What does customer service mean in the online world? Quite a different thing from the physical world, as it happens. There are many similarities between conducting business online and doing so from a physical premises, but there are just as many importance differences too. This is one of them: to arrive at a working ethos for ecommerce customer service, you need to consider what a customer wants when they visit your ecommerce site, what they expect, and what type of problems they could potentially have.
What is Ecommerce Customer Service?
To start with the blindingly obvious, ecommerce customer services is the way in which online businesses provide assistance to customers – all the way along the line from when those customers first visit the site to when they check out with a purchase and beyond. In the world of ecommerce, however, it is important to note that customer service is perhaps even more important than it is in physical outlets. The reason for this is simply that the online world works on a basis of instant gratification; a customer can click off your site a lot quicker than they can walk out of your physical store. And they will often do so without a moment’s thought.
Olympic Eyewear, a bulk sunglasses supplier for many ecommerce businesses, says that the problems and hurdles facing a potential customer online are quite a bit different to those that could be faced in a physical store. For example, sites crashing and card payment problems are a new generation of the customer service problems, and so they require a fresh answer.

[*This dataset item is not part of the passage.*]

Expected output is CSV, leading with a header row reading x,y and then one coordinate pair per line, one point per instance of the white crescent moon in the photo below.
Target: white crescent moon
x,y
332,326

Tips and Best Practices for Online Customer Service
Beyond a cursory definition, it is perhaps best to outline what ecommerce customer service actually is by outlining just how you can get good at it. Follow these tips, learn by doing, and the entire process could very soon come to be second nature.
In the world of ecommerce, getting organized is especially important for customer service. This is simply because the majority of your interaction with customers will be through electronic communication, and it is all too easy for complaints and other correspondences to simply get lost in a pile of old e-mails. You should look into organization software, much like that used by companies to facilitate remote working, and try to consolidate things as best you can.
Personalize Your Responses
Ecommerce often encourages a certain one-size-fits-all approach to many different problems, but this is absolutely not the way to approach ecommerce customer service. Rather than send out a stock response to every e-mail or put a customer “through the motions” every time they have a problem, you should endeavor to meet the customer on their own terms. Moreover, you should always try to reply in a way that doesn’t look like the text has been copy-and-pasted.
“Self-service”, where ecommerce is concerned, refers to everything that can be arranged on an ecommerce site to allow the customer to take themselves through the purchasing process with the minimum of fuss. If customers are, at any stage, waiting on some kind of human response, then that is a sure-fire way to chase them from your site. Try to facilitate as much self-service as possible, but make sure you have a robust customer service system in place to respond to any technical issues that may arise during this process.
Business online means a whole host of other things online, with customer service being one of the most important to get right. Not just because of its eternal worth, but because of how it is done differently online.